Implement recovery paths for failing nodes. If a node fails to sync after three retries, isolate it: detach the MV, flush its queue, and reattach with a simplified query. Route reads to a cached or pre-materialized fallback table until the primary layer stabilizes, so a single stuck view never cascades into the BI or data-science consumers. This mirrors the read-path redundancy patterns in fallback routing and high availability.

Failing-node fallback and recovery chain A node sync attempt either succeeds, marking the node healthy, or fails. On failure, if fewer than three retries have run it backs off exponentially and retries; otherwise it detaches the materialized view and flushes its queue, routes traffic to a fallback table, and reattaches with a simplified query. If the layer then stabilises the node is healthy; if not, traffic stays on the fallback table. Node sync attempt Node healthy Retries under 3? Exponential backoff Detach MV & flush queue Route traffic to fallback table Reattach with simplified query Layer stable? success fail yes no yes no

Troubleshooting

Cyclic MV chain deadlocks the background pool. Two views reference each other transitively, so neither’s mutations ever drain. Detect it before deploy with the Phase 2 acyclicity check; at runtime, a stuck pool with no progress is the symptom.

sql
SELECT database, table, count() AS stuck_mutations, min(create_time) AS oldest
FROM system.mutations
WHERE is_done = 0
GROUP BY database, table
HAVING oldest < now() - INTERVAL 30 MINUTE;

Fix: KILL MUTATION on the oldest stuck entries, break the cycle by rewriting one view’s query, and rebuild the manifest.

Refresh ordering wrong after an out-of-band ALTER. Someone altered a view without rebuilding the manifest, so the stored topo_layer is stale and a downstream view refreshed before its source.

sql
-- Views whose stored DDL hash no longer matches the live definition.
SELECT name FROM system.tables
WHERE database = 'analytics_prod'
  AND cityHash64(create_table_query) NOT IN (
      SELECT toUInt64OrZero(manifest_hash) FROM analytics_meta.view_dependency_manifest FINAL
  );

Fix: rerun Phase 1–2 reconciliation to regenerate edges and layers before the next execution.
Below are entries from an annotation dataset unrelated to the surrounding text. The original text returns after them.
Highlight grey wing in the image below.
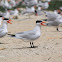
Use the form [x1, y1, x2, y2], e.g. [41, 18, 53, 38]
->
[16, 30, 36, 38]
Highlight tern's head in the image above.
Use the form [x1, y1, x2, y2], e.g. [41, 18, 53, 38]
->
[3, 18, 12, 24]
[36, 20, 45, 26]
[0, 15, 3, 19]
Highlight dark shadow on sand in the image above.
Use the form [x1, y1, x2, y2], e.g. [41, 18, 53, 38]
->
[13, 46, 38, 49]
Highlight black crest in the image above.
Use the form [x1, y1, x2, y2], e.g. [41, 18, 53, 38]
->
[36, 20, 42, 23]
[4, 18, 9, 20]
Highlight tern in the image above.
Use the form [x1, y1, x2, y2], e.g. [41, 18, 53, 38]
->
[8, 20, 45, 48]
[0, 18, 11, 38]
[46, 12, 62, 31]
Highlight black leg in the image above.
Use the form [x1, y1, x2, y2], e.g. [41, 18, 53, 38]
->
[57, 28, 59, 31]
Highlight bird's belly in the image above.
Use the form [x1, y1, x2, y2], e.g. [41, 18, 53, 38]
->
[26, 35, 40, 40]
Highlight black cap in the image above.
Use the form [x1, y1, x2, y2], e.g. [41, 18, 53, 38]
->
[0, 15, 2, 17]
[4, 18, 9, 20]
[36, 20, 42, 23]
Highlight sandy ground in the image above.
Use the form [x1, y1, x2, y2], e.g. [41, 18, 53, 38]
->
[0, 15, 62, 62]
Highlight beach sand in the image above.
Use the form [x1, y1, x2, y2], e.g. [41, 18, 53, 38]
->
[0, 15, 62, 62]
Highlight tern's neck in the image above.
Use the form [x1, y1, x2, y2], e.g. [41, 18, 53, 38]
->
[34, 25, 41, 31]
[2, 23, 8, 32]
[0, 18, 2, 25]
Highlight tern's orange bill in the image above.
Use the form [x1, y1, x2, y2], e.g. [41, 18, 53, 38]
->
[7, 20, 12, 24]
[2, 17, 4, 19]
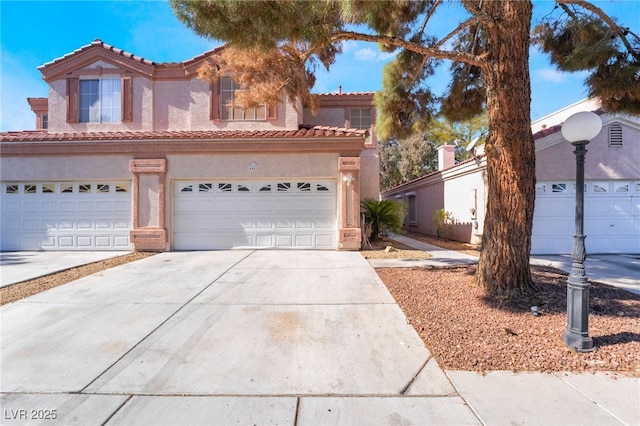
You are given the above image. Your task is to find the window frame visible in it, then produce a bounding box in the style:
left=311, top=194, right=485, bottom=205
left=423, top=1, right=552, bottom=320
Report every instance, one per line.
left=219, top=76, right=269, bottom=121
left=349, top=107, right=373, bottom=130
left=66, top=74, right=133, bottom=124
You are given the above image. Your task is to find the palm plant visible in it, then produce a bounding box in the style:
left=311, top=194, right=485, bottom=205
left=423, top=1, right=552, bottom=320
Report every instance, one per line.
left=360, top=198, right=404, bottom=241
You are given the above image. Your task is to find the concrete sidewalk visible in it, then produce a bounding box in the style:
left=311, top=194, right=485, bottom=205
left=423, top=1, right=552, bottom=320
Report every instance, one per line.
left=0, top=251, right=640, bottom=425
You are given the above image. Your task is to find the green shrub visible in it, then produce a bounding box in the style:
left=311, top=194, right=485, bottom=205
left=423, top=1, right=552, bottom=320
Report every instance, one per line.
left=433, top=209, right=454, bottom=238
left=360, top=198, right=404, bottom=241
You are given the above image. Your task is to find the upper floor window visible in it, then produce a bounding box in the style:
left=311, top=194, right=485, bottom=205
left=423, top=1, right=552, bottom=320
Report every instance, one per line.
left=351, top=108, right=371, bottom=129
left=78, top=78, right=122, bottom=123
left=67, top=75, right=133, bottom=123
left=220, top=77, right=267, bottom=121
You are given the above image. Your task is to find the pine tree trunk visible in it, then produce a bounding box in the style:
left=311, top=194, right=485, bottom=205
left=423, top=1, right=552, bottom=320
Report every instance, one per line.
left=477, top=0, right=535, bottom=297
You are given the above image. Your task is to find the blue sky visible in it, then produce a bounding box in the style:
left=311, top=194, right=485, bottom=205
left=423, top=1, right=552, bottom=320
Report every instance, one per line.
left=0, top=0, right=640, bottom=131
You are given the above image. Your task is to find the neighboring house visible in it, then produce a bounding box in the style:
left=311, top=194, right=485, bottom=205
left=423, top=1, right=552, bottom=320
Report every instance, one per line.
left=382, top=100, right=640, bottom=254
left=0, top=40, right=379, bottom=251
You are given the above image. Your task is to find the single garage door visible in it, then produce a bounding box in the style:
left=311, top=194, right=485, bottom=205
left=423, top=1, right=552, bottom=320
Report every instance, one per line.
left=1, top=182, right=131, bottom=251
left=531, top=181, right=640, bottom=254
left=173, top=180, right=337, bottom=250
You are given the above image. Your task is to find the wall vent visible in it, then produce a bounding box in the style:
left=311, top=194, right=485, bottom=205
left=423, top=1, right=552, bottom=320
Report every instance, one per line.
left=609, top=123, right=622, bottom=146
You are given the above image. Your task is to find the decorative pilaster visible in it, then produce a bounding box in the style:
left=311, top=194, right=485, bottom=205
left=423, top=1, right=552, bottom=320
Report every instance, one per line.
left=338, top=157, right=362, bottom=250
left=129, top=158, right=168, bottom=251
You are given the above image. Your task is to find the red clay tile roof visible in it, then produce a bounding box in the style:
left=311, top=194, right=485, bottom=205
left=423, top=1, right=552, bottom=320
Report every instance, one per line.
left=314, top=92, right=375, bottom=97
left=38, top=39, right=156, bottom=69
left=0, top=126, right=368, bottom=142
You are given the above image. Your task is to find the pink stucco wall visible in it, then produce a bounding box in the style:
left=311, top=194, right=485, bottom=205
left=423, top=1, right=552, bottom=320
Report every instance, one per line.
left=536, top=115, right=640, bottom=181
Too many parts during a parallel layer. Concurrency plus max_insert_threads produced more parts than merges can absorb.

sql
SELECT table, count() AS parts
FROM system.parts
WHERE active AND database = 'analytics_prod'
GROUP BY table
ORDER BY parts DESC
LIMIT 10;

Fix: drop max_concurrency to background_pool_size / 2, lower max_insert_threads, and let merges catch up before resuming. The part-count thresholds themselves are tuned in threshold tuning and performance limits.

Stale leaf aggregations with a healthy pool. The pool is idle but a downstream view is behind, usually because a watermark filter excluded late-arriving rows the source only received after the window closed. Confirm by comparing max source timestamp against the view’s last covered window, then trigger a bounded backfill for the affected partitions.